Nietolerancja dla nietolerancji była nie do Twojej wypowiedzi, a tych pozostałych wyżej. Karl Popper w "Społeczeństwie otwartym i jego wrogach" pisał „Bezgraniczna tolerancja musi prowadzić do jej zaniku. Jeśli rozszerzymy bezgraniczną tolerancję nawet na tych, którzy nie są tolerancyjni, jeśli nie jesteśmy gotowi bronić tolerancyjnego społeczeństwa przed atakiem nietolerancyjnego, wtedy tolerancyjny zostanie zniweczony, a tolerancja z nim." - oczywiście to tylko fragment, ale oddaje główną tezę.


Cytuj
Widzisz. Problem jest w tym, że ludzie mają usuwane konta z serwisów społecznościowych za np. umieszczenie statystyk na temat przestępczości wśród nielegalnych imigrantów z Meksyku. Albo za krytykę ludobójstwa w państwach islamskich. Takie komentarze i ludzie, którzy je piszą są usuwani. Nie wolno o takich rzeczach mówić, nawet jeśli są udokumentowane.

(...)

Zauważ, że w tych wszystkich mediach społecznościowych blokowana i cenzurowana jest krytyka feminizmu (nawet negatywne recenzje nowego, nachalnie feministycznego "Ghost Busters" usuwano z YT), krytyka działań ruchu Black Lives Matter, krytyka łamania praw człowieka w państwach islamskich. Chodzi o merytoryczną krytykę, w której nie było nic obraźliwego, szowinistycznego, czy rasistowskiego. Gdy czarni nawołują do mordowania, a feministki żartują z obcinania członków, gdy te grupy przedstawiają treści pełne nienawiści do heteroseksualnych, białych mężczyzn, jakoś wtedy wszystko jest ok. W tę stronę Twoje "nietoleruję nietolerancji" jakoś kurwa nie działa. W mediach głównego nurtu jest totalitaryzm. Google, razem z Twitterem i FB odpierdalają propagandę, ale Tobie nie przeszkadza, bo stoisz po "właściwej stronie".
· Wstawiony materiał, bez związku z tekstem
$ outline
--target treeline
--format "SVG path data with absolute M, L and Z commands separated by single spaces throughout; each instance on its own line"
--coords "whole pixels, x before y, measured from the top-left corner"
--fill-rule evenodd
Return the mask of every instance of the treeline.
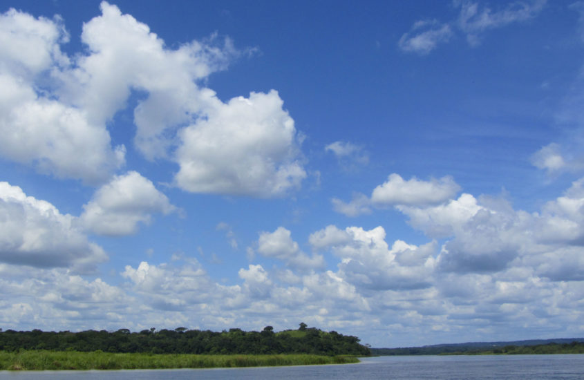
M 507 354 L 507 355 L 533 355 L 549 354 L 584 354 L 584 343 L 572 342 L 558 344 L 551 343 L 536 345 L 506 345 L 493 350 L 484 350 L 476 352 L 467 352 L 466 354 Z
M 369 348 L 359 342 L 356 336 L 307 328 L 304 323 L 299 330 L 280 332 L 274 332 L 272 326 L 266 326 L 261 332 L 232 328 L 220 332 L 185 327 L 158 331 L 152 328 L 140 332 L 128 329 L 80 332 L 0 330 L 0 351 L 7 352 L 45 350 L 152 354 L 370 355 Z
M 484 343 L 486 344 L 486 343 Z M 496 347 L 476 345 L 440 345 L 399 348 L 372 348 L 373 355 L 532 355 L 550 354 L 584 354 L 584 342 L 536 345 L 507 345 Z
Mnie nie zaczarujesz, to zupełnie nie tak wygląda. Spójrz na to, co się zawsze dzieje w komentarzach - usuwanie kont jest tylko dlatego, że ktoś zgłasza podobne incydenty. Facebook czy Google ma gdzieś jakieś "idee humanizmu" - tu chodzi tylko o to, że cokolwiek tam piszesz, staje się ich własnością i oni muszą kryć swoje plecy prawnie. Podobnie dużo schodzi różnych portali lewicowych oraz profilów ich aktywistów, bo internetowi alt-righterzy nauczyli się, że tak właśnie działają media społecznościowe. Nie na podstawie siły argumentów, tylko liczby skarg. Myślisz, że Google zwolniło tamtego kretyna (https://www.quora.com/What-do-scientists-think-about-the-biological-claims-made-in-the-document-about-diversity-written-by-a-Google-employee-in-August-2017/answer/Suzanne-Sadedin?share=13d40fd1&srid=Q) od memo, które wyciekło? Nie jest problem w tym, że wstawisz takie statystyki czy zamieścisz jakąś krytykę, ale od ich "framingu" - niemal zawsze jest to robienie k**wy z logiki, cherrypicking czy inne erystyczne fajerwerki, jakich przecież niemało jest w tym temacie. Krytyka feminizmu to rzadko kiedy jest pogląd, tylko to jest bezzasadne twierdzenie, że pół ludzkiej populacji jest gorsze od drugiej połowy. A ktoś z tej połowy może być administratorem na którymś z tych prywatnych, niemal istniejących poza prawem portali. I skasować Ci posta. I nie będzie to miało NIC wspólnego z jakimkolwiek podejściem światopoglądowym - nawet jeśli jest w deklaracjach, to tylko zagrywka marketingowa/istnieje rzeczywisty, pozytywny wpływ czegoś, co można uznać za profeministyczne/promniejszościowe na ilość zarabianych pieniędzy/wydajność.